No.14 7点 魔女の隠れ家- ジョン・ディクスン・カー 2008/12/01 21:47
フェル博士初登場の記念すべきシリーズ1作。
“魔女の隠れ家”と呼ばれる古い監獄跡を先祖代々受け継いでいるスタバース一家は長男が25歳の誕生日になると、たった一人で監獄の長官室で1時間過ごし、そこに置いてある金庫の中に仕舞われている文書を取り出してこなければならない義務があった、などという安手の肝試しゲームにも似た、無駄におどろおどろしい設定が実にカーらしい。
そしてその一家には代々首の骨を折って死ぬという呪われた歴史があったと、畳み掛け、その通りの事件が起きちゃうというわけ。

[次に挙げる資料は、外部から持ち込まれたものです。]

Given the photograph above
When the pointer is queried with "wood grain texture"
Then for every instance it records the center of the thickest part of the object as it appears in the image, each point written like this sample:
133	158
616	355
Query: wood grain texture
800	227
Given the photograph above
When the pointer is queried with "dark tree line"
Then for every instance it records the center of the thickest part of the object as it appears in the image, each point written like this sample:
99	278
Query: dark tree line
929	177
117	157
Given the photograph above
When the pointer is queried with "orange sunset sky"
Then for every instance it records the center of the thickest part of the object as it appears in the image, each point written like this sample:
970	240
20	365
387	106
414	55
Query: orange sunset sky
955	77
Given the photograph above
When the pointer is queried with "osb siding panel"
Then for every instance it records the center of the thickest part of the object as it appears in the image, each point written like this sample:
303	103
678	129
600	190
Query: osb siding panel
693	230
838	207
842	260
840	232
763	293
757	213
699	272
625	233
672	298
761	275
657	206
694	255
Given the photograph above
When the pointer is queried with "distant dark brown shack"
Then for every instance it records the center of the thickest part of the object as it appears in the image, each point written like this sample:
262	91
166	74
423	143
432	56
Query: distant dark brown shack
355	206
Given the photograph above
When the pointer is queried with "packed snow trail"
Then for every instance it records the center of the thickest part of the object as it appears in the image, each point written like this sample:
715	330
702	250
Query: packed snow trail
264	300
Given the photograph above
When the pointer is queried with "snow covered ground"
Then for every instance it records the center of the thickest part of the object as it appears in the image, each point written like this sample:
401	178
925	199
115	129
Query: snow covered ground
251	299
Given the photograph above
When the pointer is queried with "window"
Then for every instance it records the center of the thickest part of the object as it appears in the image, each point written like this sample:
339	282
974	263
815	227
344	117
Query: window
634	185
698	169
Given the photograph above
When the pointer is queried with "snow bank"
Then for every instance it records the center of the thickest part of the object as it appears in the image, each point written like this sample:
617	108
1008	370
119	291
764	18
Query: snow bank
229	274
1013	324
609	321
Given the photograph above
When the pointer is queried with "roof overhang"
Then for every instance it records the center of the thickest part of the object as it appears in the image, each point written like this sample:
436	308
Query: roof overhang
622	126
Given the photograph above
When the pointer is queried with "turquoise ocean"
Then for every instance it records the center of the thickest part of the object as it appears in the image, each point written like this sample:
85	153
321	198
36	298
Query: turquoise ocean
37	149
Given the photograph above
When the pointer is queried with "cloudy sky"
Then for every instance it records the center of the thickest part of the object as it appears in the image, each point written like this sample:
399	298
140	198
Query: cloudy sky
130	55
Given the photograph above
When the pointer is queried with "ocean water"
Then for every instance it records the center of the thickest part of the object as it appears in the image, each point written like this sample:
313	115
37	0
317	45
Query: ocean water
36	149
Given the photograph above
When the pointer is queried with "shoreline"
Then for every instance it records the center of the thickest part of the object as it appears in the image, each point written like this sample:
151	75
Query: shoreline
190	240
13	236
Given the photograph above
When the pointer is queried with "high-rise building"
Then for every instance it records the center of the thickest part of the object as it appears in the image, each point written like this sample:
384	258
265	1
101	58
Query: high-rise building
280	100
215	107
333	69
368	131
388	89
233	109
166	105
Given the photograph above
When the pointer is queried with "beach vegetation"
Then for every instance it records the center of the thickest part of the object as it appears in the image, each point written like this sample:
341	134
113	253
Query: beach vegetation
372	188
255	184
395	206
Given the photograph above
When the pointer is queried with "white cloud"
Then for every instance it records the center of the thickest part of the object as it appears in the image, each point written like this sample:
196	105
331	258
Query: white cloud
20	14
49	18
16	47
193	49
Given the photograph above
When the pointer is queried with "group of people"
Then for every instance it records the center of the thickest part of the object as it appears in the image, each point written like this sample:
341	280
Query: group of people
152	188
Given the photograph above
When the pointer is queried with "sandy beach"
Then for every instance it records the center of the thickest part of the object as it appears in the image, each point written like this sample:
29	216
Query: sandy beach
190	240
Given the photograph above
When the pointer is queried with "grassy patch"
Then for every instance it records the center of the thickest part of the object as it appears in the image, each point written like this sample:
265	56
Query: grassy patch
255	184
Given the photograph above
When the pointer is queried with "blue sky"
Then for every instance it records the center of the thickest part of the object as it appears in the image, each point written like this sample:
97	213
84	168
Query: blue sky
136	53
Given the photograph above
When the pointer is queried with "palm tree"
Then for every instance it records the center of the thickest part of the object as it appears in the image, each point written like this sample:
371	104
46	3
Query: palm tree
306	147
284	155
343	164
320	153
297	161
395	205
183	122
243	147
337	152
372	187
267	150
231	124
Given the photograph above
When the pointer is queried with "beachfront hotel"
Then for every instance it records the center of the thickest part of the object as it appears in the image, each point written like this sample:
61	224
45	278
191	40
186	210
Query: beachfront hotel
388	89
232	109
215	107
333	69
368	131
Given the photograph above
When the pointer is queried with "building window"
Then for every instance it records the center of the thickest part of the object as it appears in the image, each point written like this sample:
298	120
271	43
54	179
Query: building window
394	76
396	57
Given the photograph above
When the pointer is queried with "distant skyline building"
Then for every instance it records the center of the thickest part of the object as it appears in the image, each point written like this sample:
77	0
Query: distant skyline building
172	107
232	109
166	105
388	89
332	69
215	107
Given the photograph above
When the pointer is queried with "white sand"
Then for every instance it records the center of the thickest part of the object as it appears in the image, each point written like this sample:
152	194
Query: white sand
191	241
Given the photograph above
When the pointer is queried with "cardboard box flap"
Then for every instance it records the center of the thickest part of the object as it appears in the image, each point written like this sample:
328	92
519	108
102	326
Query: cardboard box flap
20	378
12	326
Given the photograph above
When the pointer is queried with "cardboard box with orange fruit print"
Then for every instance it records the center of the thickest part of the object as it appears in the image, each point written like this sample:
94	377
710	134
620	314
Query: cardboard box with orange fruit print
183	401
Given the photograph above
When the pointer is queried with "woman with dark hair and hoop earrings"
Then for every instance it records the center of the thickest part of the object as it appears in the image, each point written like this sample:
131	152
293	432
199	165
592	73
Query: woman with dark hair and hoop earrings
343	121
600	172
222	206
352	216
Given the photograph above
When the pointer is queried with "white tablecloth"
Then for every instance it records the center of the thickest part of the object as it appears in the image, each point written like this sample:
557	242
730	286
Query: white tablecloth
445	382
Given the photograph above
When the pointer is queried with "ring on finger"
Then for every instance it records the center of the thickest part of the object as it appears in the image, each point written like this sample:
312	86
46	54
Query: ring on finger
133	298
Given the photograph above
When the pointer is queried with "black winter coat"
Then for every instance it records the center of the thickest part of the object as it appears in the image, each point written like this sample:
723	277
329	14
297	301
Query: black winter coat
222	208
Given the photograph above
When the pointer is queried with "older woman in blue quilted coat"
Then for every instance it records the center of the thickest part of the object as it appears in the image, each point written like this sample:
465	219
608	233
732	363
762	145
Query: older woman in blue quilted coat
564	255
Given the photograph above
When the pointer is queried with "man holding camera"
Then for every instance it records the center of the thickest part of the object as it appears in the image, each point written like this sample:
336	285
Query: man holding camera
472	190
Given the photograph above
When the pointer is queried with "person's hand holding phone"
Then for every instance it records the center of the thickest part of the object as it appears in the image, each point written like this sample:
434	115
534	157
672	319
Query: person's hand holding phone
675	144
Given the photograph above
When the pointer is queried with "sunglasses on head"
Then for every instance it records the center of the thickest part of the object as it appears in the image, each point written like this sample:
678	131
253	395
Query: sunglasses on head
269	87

限られた空間の中で限られた登場人物の中で繰り広げられる不可能犯罪は納得の行く推理で解かれる。
1作目にしては上出来といった佳作。

No.13 4点 雷鳴の中でも- ジョン・ディクスン・カー 2008/11/30 17:38
シンプルな内容に17年前の事件を絡め、さらにナチスの影も絡ませてと、ガジェットに今回も凝っているが、内容的にはなんともメリハリがなく、退屈この上なかった。
読むのに疲れた上に、カタルシスもなく、正にコレクターズ・アイテム。

No.12 4点 髑髏城- ジョン・ディクスン・カー 2008/11/30 00:57
確かに犯人は解らなかった。
カー特有の怪奇趣味が横溢してもいる。
秘密の通路も今回は多めに見よう。
が、しかしそれら全てをもってしても、こちらの知的好奇心をそそらなかった。

メイルジャア失踪のトリックの真相は荒唐無稽すぎる。
××は万能じゃないんだぜ。

No.11 7点 喉切り隊長- ジョン・ディクスン・カー 2008/11/28 22:19
本作はカーのもう1つの貌とも云うべき、歴史ミステリの好編である。

文庫背表紙の梗概には音もなく忍び寄っては兵士を一突きに殺害する通称「喉切り隊長」の正体とは?といった本格ミステリ色豊かに表現されていたためてっきり犯人捜しが主眼だと思われたが、ところが寧ろそっちの方は物語としてはサブ・ストーリーとして流れていき、主眼はアラン・ヘッバーンのフランスにおける諜報活動にあった。
このアランの諜報活動のスリルは『ビロードの悪魔』を髣髴させる出色の出来。

本来ならば8点の評価を与えたいのだが、「喉切り隊長」の正体が強引過ぎる(と思われる)点と、結局「喉切り隊長」の殺害方法の不思議さについてなんら解明がされていない点の2点において1点減点とした。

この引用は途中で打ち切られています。